Mr. Dworack, the vehicle's wind noise engineer, tracked the buzz to a vertical trim piece between the windshield and the pillar that holds up the roof.

The part was replaced with a stiffer one, at a cost of $10,000, just two months before the factory was to start cranking out Flexes by the thousands.

Ford Motor Co. willingly shouldered the expense. Wind noise is the No. 1 consumer complaint in the closely watched J.D. Power and Associates initial quality survey.

"We basically do whatever it takes to find a solution," Mr. Dworack said during a recent wind tunnel test at a facility that Ford leases in Allen Park, near Detroit.

Engineers are spending thousands of hours inside wind tunnels, using computers, microphones, and their ears to rid vehicles of as much clatter as possible.

"No one can afford to get left behind," said Dave Sargent, vice president of automotive research for J.D. Power. "If you get a reputation for having very noisy cars, then the natural consequence is people stop buying."

Said Mark Gleason, Chrysler LLC's supervisor of aerodynamics, "Anytime you have something generating a noise, what you've got is energy being consumed. And energy consumed is fuel consumption."

At Honda Motor Co., engineers spent hours perfecting the redesigned 2008 Accord's side-view mirrors to keep them quiet yet retain their ability to fold if they hit something.

Other automakers have abandoned folding mirrors, but Honda customers have demanded them, said Clement D'Souza, the car's associate chief engineer in Marysville, Ohio.

Honda has used wind tunnel tests over the years to focus on gaps between moving mechanisms such as mirrors and doors.

The testing has helped it reduce wind noise complaints in the J.D. Power study from around 12 problems per 100 vehicles on the 1998 Accord to one or two in the newest model, Mr.

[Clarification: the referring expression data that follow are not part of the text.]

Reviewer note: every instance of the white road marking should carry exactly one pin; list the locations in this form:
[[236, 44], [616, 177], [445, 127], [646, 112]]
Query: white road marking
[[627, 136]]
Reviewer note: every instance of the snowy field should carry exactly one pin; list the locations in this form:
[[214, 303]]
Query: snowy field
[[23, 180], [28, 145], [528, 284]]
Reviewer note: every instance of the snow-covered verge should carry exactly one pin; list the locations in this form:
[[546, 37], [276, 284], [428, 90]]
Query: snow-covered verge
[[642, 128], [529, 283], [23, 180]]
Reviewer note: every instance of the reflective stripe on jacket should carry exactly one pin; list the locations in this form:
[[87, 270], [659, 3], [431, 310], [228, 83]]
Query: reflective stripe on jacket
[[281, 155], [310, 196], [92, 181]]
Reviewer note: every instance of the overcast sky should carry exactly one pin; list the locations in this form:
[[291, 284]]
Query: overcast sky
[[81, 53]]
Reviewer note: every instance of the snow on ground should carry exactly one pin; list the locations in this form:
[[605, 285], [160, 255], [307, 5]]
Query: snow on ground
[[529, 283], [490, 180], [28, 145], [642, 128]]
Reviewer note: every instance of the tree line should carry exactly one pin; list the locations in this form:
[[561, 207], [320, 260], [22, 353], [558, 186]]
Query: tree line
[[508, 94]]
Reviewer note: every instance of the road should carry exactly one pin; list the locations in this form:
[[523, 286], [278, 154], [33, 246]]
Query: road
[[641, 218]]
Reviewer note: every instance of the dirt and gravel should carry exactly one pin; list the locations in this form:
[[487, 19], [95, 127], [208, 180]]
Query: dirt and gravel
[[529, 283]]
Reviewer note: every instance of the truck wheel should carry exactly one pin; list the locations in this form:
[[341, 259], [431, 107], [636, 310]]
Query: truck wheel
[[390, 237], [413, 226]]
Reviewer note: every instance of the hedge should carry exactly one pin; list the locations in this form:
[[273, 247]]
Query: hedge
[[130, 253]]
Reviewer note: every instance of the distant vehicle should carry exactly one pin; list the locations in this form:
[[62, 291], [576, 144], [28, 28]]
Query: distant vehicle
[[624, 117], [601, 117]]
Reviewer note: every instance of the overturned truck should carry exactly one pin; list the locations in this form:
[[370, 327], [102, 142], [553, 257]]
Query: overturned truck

D'Souza said.

On the Ford Flex, which has 220 pieces of sheet metal, designers and engineers have worked to tighten seams.

If a car has a lot of wind noise, the problem is likely to be with the basic design, and it can't be fixed later on, Mr. Sargent said.

Said Chrysler's Mr. Gleason, "We're advancing the degree of application very rapidly on all our vehicles. We don't really have a lot of choice."